Studio album by Billy Joel
- Released: October 17, 1989
- Recorded: 1988–1989
- Studios: Hit Factory, New York City; Right Track, New York City; The Warehouse, Vancouver, British Columbia, Canada; Power Station, New York City;
- Genres: Art rock; arena rock; hard rock; new wave;
- Length: 44:34
- Label: Columbia
- Producers: Billy Joel, Mick Jones

Billy Joel chronology
| Kohuept (1987) | Storm Front (1989) | Souvenir (1990) |

Singles from Storm Front
- "We Didn't Start the Fire" Released: September 1989; "Leningrad" Released: December 1989 (UK); "I Go to Extremes" Released: January 1990; "The Downeaster 'Alexa'" Released: May 1990; "That's Not Her Style" Released: July 1990; "And So It Goes" Released: October 1990; "Shameless" Released: January 1991;

= Storm Front (album) =

Storm Front is the eleventh studio album by American singer-songwriter Billy Joel, released on October 23, 1989. It was Joel's third album to reach No. 1 in the U.S. and features "We Didn't Start the Fire", a fast-paced song that cataloged a list of historical events, trends, and cultural icons from 1949 (when Joel was born) until 1989.

"I Go to Extremes", a song describing the ups and downs of his emotional life, placed at No. 6. Other songs that placed in the top 100 were "And So It Goes" (No. 37), "The Downeaster 'Alexa'" (No. 57), and "That's Not Her Style" (No. 77).

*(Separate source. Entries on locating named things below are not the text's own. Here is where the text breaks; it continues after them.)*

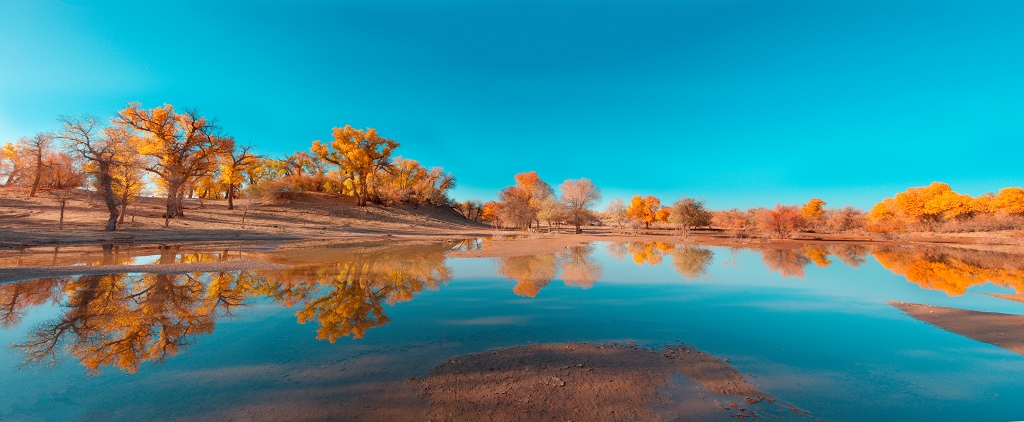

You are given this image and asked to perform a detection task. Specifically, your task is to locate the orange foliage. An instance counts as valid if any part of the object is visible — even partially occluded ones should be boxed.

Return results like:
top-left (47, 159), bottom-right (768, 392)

top-left (871, 249), bottom-right (1024, 296)
top-left (757, 204), bottom-right (806, 238)
top-left (626, 195), bottom-right (672, 228)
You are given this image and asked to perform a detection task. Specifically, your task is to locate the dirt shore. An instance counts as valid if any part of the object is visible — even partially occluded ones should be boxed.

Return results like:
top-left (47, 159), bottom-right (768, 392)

top-left (889, 302), bottom-right (1024, 354)
top-left (0, 186), bottom-right (1024, 257)
top-left (409, 343), bottom-right (810, 421)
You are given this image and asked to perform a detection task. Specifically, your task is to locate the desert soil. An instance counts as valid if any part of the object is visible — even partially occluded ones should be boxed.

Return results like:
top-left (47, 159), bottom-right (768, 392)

top-left (409, 343), bottom-right (810, 421)
top-left (889, 302), bottom-right (1024, 354)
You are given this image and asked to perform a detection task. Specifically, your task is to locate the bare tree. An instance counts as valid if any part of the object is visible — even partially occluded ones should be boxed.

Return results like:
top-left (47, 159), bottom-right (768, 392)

top-left (220, 145), bottom-right (260, 210)
top-left (116, 102), bottom-right (234, 218)
top-left (56, 116), bottom-right (134, 231)
top-left (559, 177), bottom-right (601, 235)
top-left (18, 132), bottom-right (53, 198)
top-left (604, 198), bottom-right (630, 228)
top-left (40, 153), bottom-right (85, 230)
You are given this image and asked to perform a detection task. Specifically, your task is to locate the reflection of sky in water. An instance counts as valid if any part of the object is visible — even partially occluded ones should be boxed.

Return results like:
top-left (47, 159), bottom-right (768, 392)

top-left (0, 244), bottom-right (1024, 420)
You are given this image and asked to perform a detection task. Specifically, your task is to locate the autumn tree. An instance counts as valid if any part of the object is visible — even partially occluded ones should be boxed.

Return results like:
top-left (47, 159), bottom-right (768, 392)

top-left (757, 204), bottom-right (806, 238)
top-left (480, 201), bottom-right (502, 228)
top-left (668, 197), bottom-right (712, 231)
top-left (991, 187), bottom-right (1024, 215)
top-left (626, 195), bottom-right (671, 228)
top-left (497, 186), bottom-right (537, 229)
top-left (800, 198), bottom-right (825, 228)
top-left (116, 102), bottom-right (234, 218)
top-left (56, 116), bottom-right (137, 231)
top-left (18, 132), bottom-right (53, 198)
top-left (559, 177), bottom-right (601, 235)
top-left (0, 142), bottom-right (32, 186)
top-left (39, 152), bottom-right (85, 230)
top-left (218, 145), bottom-right (260, 210)
top-left (604, 198), bottom-right (630, 227)
top-left (310, 125), bottom-right (398, 206)
top-left (823, 205), bottom-right (865, 233)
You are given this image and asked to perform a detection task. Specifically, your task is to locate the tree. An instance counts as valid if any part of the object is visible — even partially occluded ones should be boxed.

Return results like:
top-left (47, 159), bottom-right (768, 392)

top-left (18, 132), bottom-right (53, 198)
top-left (56, 116), bottom-right (137, 231)
top-left (757, 204), bottom-right (806, 238)
top-left (480, 201), bottom-right (502, 228)
top-left (992, 187), bottom-right (1024, 215)
top-left (0, 142), bottom-right (31, 186)
top-left (40, 152), bottom-right (85, 230)
top-left (669, 197), bottom-right (711, 231)
top-left (310, 125), bottom-right (398, 207)
top-left (800, 198), bottom-right (825, 228)
top-left (116, 102), bottom-right (234, 218)
top-left (824, 205), bottom-right (864, 233)
top-left (497, 186), bottom-right (537, 228)
top-left (626, 195), bottom-right (670, 228)
top-left (604, 198), bottom-right (630, 227)
top-left (218, 145), bottom-right (260, 210)
top-left (537, 195), bottom-right (569, 233)
top-left (559, 177), bottom-right (601, 235)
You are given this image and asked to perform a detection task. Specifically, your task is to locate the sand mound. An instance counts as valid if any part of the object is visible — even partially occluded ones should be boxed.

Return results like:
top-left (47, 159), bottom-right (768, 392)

top-left (410, 343), bottom-right (806, 421)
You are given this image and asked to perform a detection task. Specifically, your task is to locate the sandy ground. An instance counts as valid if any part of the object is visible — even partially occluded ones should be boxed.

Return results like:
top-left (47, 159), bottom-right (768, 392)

top-left (0, 186), bottom-right (1024, 257)
top-left (889, 302), bottom-right (1024, 354)
top-left (0, 261), bottom-right (287, 284)
top-left (0, 186), bottom-right (488, 249)
top-left (410, 343), bottom-right (810, 421)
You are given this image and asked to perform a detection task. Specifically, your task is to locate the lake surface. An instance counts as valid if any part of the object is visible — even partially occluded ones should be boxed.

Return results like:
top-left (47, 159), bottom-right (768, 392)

top-left (0, 240), bottom-right (1024, 421)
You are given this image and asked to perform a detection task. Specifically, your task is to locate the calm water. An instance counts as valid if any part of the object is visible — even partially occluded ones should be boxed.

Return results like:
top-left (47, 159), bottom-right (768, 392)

top-left (0, 241), bottom-right (1024, 421)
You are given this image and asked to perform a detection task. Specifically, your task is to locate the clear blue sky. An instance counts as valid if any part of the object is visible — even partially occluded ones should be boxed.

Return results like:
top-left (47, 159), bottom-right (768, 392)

top-left (0, 0), bottom-right (1024, 209)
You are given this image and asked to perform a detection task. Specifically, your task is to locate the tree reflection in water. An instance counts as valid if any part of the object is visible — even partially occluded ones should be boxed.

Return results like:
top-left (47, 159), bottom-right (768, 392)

top-left (498, 254), bottom-right (558, 297)
top-left (760, 244), bottom-right (867, 279)
top-left (871, 248), bottom-right (1024, 296)
top-left (669, 245), bottom-right (715, 280)
top-left (0, 245), bottom-right (452, 374)
top-left (262, 245), bottom-right (452, 343)
top-left (560, 245), bottom-right (604, 289)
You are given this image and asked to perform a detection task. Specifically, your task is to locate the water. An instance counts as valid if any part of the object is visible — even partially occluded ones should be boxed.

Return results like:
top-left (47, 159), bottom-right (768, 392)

top-left (0, 241), bottom-right (1024, 420)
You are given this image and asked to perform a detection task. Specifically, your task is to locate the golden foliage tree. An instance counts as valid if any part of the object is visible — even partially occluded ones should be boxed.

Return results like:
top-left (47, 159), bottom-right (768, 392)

top-left (310, 125), bottom-right (398, 206)
top-left (116, 102), bottom-right (234, 218)
top-left (800, 198), bottom-right (825, 229)
top-left (559, 177), bottom-right (601, 234)
top-left (757, 204), bottom-right (806, 238)
top-left (626, 195), bottom-right (671, 228)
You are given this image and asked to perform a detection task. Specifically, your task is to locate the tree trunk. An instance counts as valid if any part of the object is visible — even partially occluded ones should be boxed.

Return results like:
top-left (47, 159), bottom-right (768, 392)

top-left (356, 177), bottom-right (369, 207)
top-left (97, 162), bottom-right (120, 231)
top-left (29, 156), bottom-right (43, 198)
top-left (164, 178), bottom-right (184, 218)
top-left (118, 198), bottom-right (128, 224)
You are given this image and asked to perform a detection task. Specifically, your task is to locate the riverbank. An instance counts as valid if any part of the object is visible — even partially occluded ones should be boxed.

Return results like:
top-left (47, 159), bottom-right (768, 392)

top-left (0, 187), bottom-right (1024, 257)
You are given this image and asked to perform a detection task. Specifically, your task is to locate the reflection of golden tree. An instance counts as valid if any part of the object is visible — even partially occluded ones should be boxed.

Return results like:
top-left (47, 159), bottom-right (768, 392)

top-left (803, 243), bottom-right (831, 267)
top-left (761, 248), bottom-right (811, 279)
top-left (0, 278), bottom-right (68, 328)
top-left (871, 248), bottom-right (1024, 296)
top-left (256, 245), bottom-right (452, 342)
top-left (628, 242), bottom-right (676, 265)
top-left (604, 242), bottom-right (629, 262)
top-left (13, 273), bottom-right (256, 374)
top-left (669, 246), bottom-right (715, 279)
top-left (561, 245), bottom-right (603, 289)
top-left (828, 245), bottom-right (867, 268)
top-left (498, 254), bottom-right (558, 297)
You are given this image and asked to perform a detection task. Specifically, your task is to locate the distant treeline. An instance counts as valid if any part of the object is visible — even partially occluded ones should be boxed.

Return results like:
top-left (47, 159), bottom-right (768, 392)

top-left (468, 171), bottom-right (1024, 238)
top-left (0, 102), bottom-right (455, 230)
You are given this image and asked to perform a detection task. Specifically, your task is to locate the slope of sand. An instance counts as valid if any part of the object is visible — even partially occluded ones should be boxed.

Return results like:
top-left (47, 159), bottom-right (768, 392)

top-left (889, 302), bottom-right (1024, 354)
top-left (0, 186), bottom-right (487, 249)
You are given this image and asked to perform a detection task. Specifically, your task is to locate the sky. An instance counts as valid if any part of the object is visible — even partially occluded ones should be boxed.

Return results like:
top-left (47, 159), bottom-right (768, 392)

top-left (0, 0), bottom-right (1024, 209)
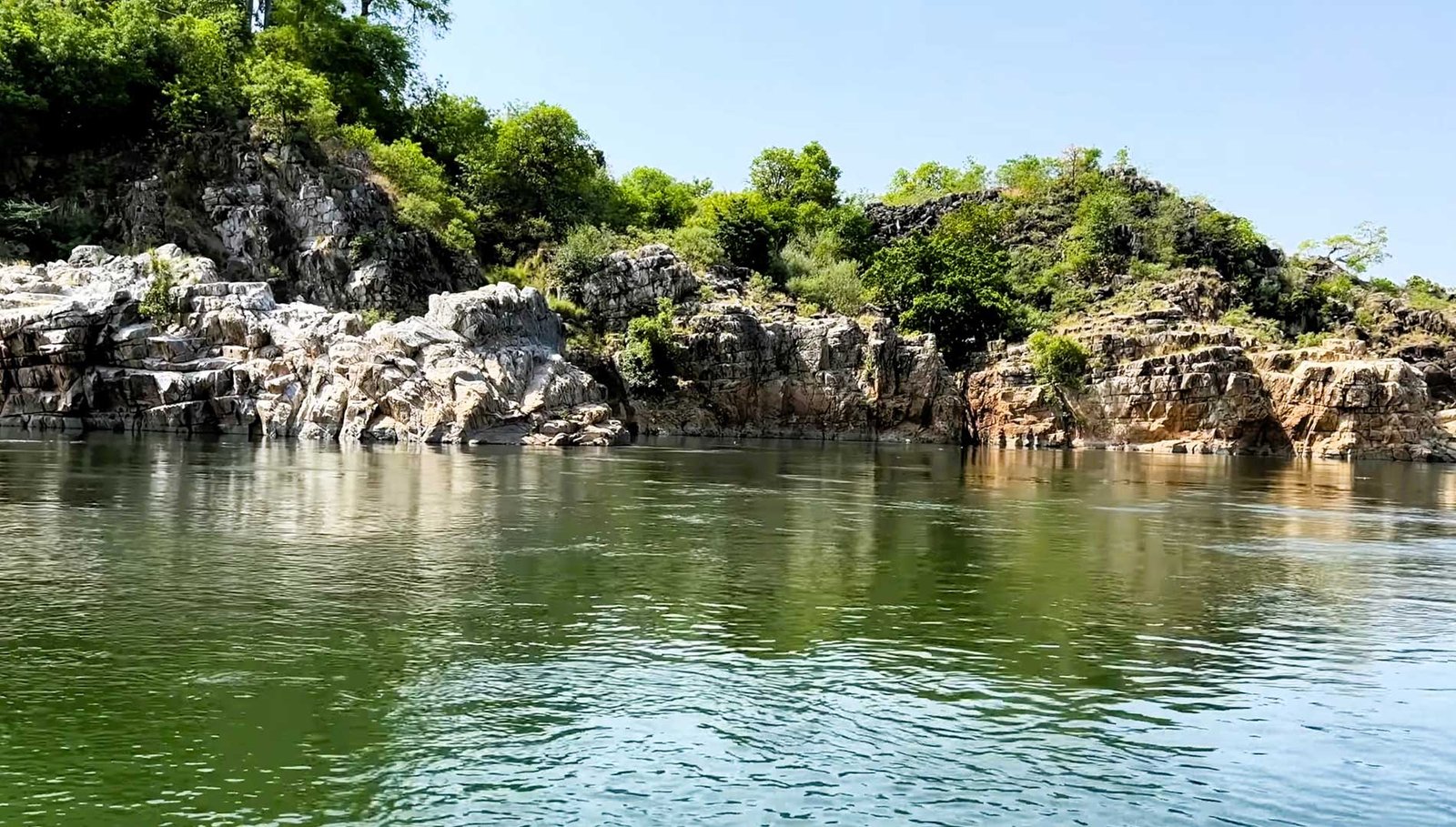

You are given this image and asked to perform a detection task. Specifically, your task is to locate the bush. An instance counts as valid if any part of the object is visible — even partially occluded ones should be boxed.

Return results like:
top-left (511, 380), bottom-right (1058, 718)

top-left (617, 298), bottom-right (677, 395)
top-left (1405, 275), bottom-right (1451, 310)
top-left (623, 224), bottom-right (728, 272)
top-left (619, 166), bottom-right (712, 230)
top-left (1026, 330), bottom-right (1092, 388)
top-left (1218, 304), bottom-right (1284, 344)
top-left (694, 192), bottom-right (794, 275)
top-left (339, 126), bottom-right (478, 253)
top-left (136, 252), bottom-right (182, 325)
top-left (243, 55), bottom-right (339, 140)
top-left (1294, 330), bottom-right (1330, 348)
top-left (781, 233), bottom-right (864, 316)
top-left (864, 204), bottom-right (1031, 368)
top-left (883, 160), bottom-right (986, 206)
top-left (549, 224), bottom-right (623, 286)
top-left (546, 296), bottom-right (588, 328)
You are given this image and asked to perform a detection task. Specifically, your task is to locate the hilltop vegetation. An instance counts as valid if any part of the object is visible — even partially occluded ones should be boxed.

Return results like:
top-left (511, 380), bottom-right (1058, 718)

top-left (0, 0), bottom-right (1451, 364)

The album was also nominated for five Grammy Awards. The album's cover depicts the maritime storm warning flag indicating wind forces 10–12, the highest intensity on the Beaufort scale. Joel has stated in recent Sirius XM segments that he was inspired by Peter Gabriel's 1986 track "Sledgehammer" for the "driving rhythm section" when he was writing the title track. The album was produced by Mick Jones of the band Foreigner, who was recommended to Joel by Eddie Van Halen.

Professional ratings
Review scores
| Source | Rating |
| AllMusic | Star Half star |
| Deseret News | (Positive) |
| Los Angeles Times | Star |
| New Musical Express | 5/10 |
| The New York Times | (Positive) |
| People | (Not favorable) |
| Rolling Stone | Star |
| The Village Voice | B |

== Notable cover versions ==
- In 1991, Garth Brooks recorded "Shameless" on his album Ropin' the Wind. Brooks' cover version was also released as a single and reached the top of the US country charts, and also entered the UK Singles Chart.

== Track listing ==
All songs written by Billy Joel.

Side one
| No. | Title | Length |
|---|---|---|
| 1. | "That's Not Her Style" | 5:10 |
| 2. | "We Didn't Start the Fire" | 4:50 |
| 3. | "The Downeaster 'Alexa'" | 3:44 |
| 4. | "I Go to Extremes" | 4:23 |
| 5. | "Shameless" | 4:26 |
| Total length: |  | 22:33 |

Side two
| No. | Title | Length |
|---|---|---|
| 1. | "Storm Front" | 5:17 |
| 2. | "Leningrad" | 4:06 |
| 3. | "State of Grace" | 4:30 |
| 4. | "When in Rome" | 4:44 |
| 5. | "And So It Goes" | 3:38 |
| Total length: |  | 22:15 |

== Personnel ==
Storm Front marked a radical change in Joel's backing band. Since his last studio album (The Bridge), both Russell Javors and Doug Stegmeyer, long-time members of Joel's band, were discharged from their respective duties as rhythm guitarist and bass guitarist. Javors was replaced with Joey Hunting for the record and by Tommy Byrnes on tour while Stegmeyer was replaced by Schuyler Deale. Band regulars Liberty DeVitto, David Brown and Mark Rivera were retained. Joel also hired the percussionist and multi-instrumentalist Crystal Taliefero beginning with this album.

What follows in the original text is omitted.